DROP THE ‘EARLY’ EXCUSE
Memo to players, broadcasters, managers, writers and bloggers: It’s not early anymore. At the end of the week most teams will have finished a quarter of their seasons. Players may rebound to have solid season averages, but it’s not early. So it can’t be used as an excuse for the following 10 players, who are just having bad years:
- Juan Pierre, LA- 0 8 .290 .318 .321 15/20 SB. People will glance at his .290 BA and his 15 steals and possibly think he is earning his massive salary. But Pierre is having a garbage year. 7 walks in 162 ABs is inexcusable for any player, let alone one that struggles to slug .350 each year.
- Ryan Zimmerman, WSH- 2 14 .250 .301 .355. After his incredible rookie season of 47 2Bs, 20 HR and 110 RBI, Zimmerman has yet to find his stroke. Even after a 3 game win streak, the Nats are just 12-25, already 12 games back of Atlanta and the worst team in the NL.
- Brian Giles, SD- 1 11 .298 .359 .371. The BA and OBP are solid, but Giles is light years away from the player that hit 30 or more homers each season from 1999-2002. Now 36, Giles bats 2nd in the Pads lineup–in front of Mike Cameron.
- Mike Cameron, SD- 1 10 .200 .271 .287. How is he hitting behind Giles? Cameron has K’d 41 times in 150 ABs, to go along with just 10 XB hits. Yes, he’s always K’d a lot, but the power outage and heinous BA might signal that Cameron, now 34, is on the downside of his fine career.

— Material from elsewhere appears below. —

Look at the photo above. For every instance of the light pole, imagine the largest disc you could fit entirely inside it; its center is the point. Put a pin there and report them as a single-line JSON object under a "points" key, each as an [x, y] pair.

- Bob Abreu, NYY- 1 11 .236 .312 .296. The Yanks’ pitching hasn’t cut it, and either has Abreu. Always weird to see an OBP higher than a slugging percentage. Abreu has 6 XB hits in his 148 ABs. Forget the Home Run Derby; he was never a HR hitter. But he did have a power stroke, smashing doubles and triples while banging out 20+ homers, drawing a lot of walks and stealing bases along the way. Now he’s just drawing walks. And how long can that last when you’re the easiest out in the lineup?
- Garrett Atkins, COL- 2 15 .243 .329 .360. Big things were expected for Atkins in 2007 after mashing an OPS of almost 1.000 in ’06. Last year he hit .329 .409 .556 with 48 2Bs and 29 HRs. This year he’s gone on the Atkins Diet. (I’m sorry. I really am. I tried hard not to type that but it happened.) And lest you think he was merely a “Coors Creation”, Atkins road OPS last year was .933.
- Rocco Baldelli, TB- 5 12 .206 .270 .360. He had the cool name, was a slick centerfielder compared to Joe Dimaggio and was the prized prospect of Tampa Bay. He still has the cool name. And that’s about it. He did come back admirably from a knee injury last season, but Baldelli is from the Corey Patterson/Jeff Francouer school of hitting–if the pitcher throws it they will try to hit it. There’s no reason to throw him A) fastballs and B) strikes. Maybe the league has figured that out.
- Robinson Cano, NYY- 1 16 .237 .281 .319. The best thing you can say about Cano’s season so far is that he had a really nice year last year. He hit .342 last year and as of now he’ll be lucky to slug that much when ’07 is done. And like Baldelli, he retains his cool name. Which is nice.
- Carlos Delgado, NYM- 3 17 .209 .287 .328. Did Delgado get old this quick? We knew going to Shea would shrink his numbers some, but nothing like this. He had a solid year in his first year as a Met. He’ll need to get real hot to match it. I’ll be interested to see him against the Cubs tonight. How much longer can he keep batting 4th?
- Entire Offense, Chicago White Sox- You’d think this current group was playing in the dead ball era, so ugly are their current numbers. No regular player is hitting over .250. Konerko .194, Crede .205, Dye .203, Iguchi .210. With the absence of Thome (.340 .553 .680) they have been brutal. I’m no great lover of Scott Podsednik, but looking at box scores and seeing Erstad and Pablo Ozuna leading off is enough to make anyone sick. What’s most remarkable is that the Sox are 18-16.